Me desperté bañada en sudor frío en la oscuridad de una habitación de hotel en Ámsterdam. El corazón me latía con fuerza, como si un miedo gélido me recorriera el cuerpo. Acababa de ver a Lucas y Mateo, mis hijos, en un sueño. No era una pesadilla con monstruos, sino algo peor, más real. Estaban encerrados, con el miedo y la pena reflejados en sus rostros, y yo sentía ese dolor como si fuera real. Intenté volver a dormirme, diciéndome que quizá era solo el cansancio del viaje, pero no podía apartar sus ojos de mi pecho, suplicando ayuda. Cancelé mi cita al día siguiente, cambié mi vuelo y subí al primer avión de vuelta a Madrid. No podía explicarlo, pero sabía que tenía que volver a casa.
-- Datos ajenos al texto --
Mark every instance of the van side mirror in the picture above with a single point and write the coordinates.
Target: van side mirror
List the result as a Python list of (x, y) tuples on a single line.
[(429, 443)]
Al aterrizar, conduje como un robot hasta nuestra casa en La Moraleja. La tarde era radiante, el sol brillaba en las calles tranquilas; una paz que contradecía la tormenta que sentía en mi interior. Ah, eran las cinco de la tarde del martes. La casa estaba en silencio, un extraño silencio se sentía pesado en el aire. Normalmente, a esa hora, se oían los gritos y risas de los gemelos en sus interminables discusiones. Dejé mi maleta junto a la puerta y de repente oí un sonido apenas audible: un susurro, un llanto.
“Por favor… suéltenos. Hemos aprendido la lección”.
Oí voces —similares, entrecortadas— que me empujaban hacia la sala. Y allí, mi mundo se detuvo. Lo que vi hizo que las voces similares se detuvieran, no solo por miedo, sino por una especie de incredulidad que mi mente no podía procesar. Mis hijos gemelos, de once años, estaban en medio de la habitación, atados, espalda contra espalda. Una cuerda gruesa y áspera los rodeaba desde los hombros hasta la cintura, tan apretada que apenas podían respirar.
Tenían la cara hinchada y roja; las mejores camisas de manga larga (inusuales para principios de mayo) estaban hechas de patas y lágrimas. Frente a ellos, sentada en el sofá como si estuviera viendo una película, estaba Nadia, mi esposa. Sostenía una taza de té, y en su rostro se reflejaba una fría y amistosa expresión de satisfacción.
“Si dejan de pelear, aprenderán a trabajar juntos”, dijo en un tono que parecía instructivo, pero lleno de veneno. “Así se enseña a trabajar en equipo”.
Un gruñido escapó de mi garganta, un sonido animal que nunca pensé que podría emitir. “¿¡QUÉ DEMONIOS ESTÁ PASANDO AQUÍ!?”
Nadia se sobresaltó, derramando el té en su regazo. Las gemelas giraron la cabeza al unísono, y al verme, otro llanto —de alivio desesperado— brotó de ellas. “¡Papá! ¡Papá, ayúdanos!”, gritaron al unísono.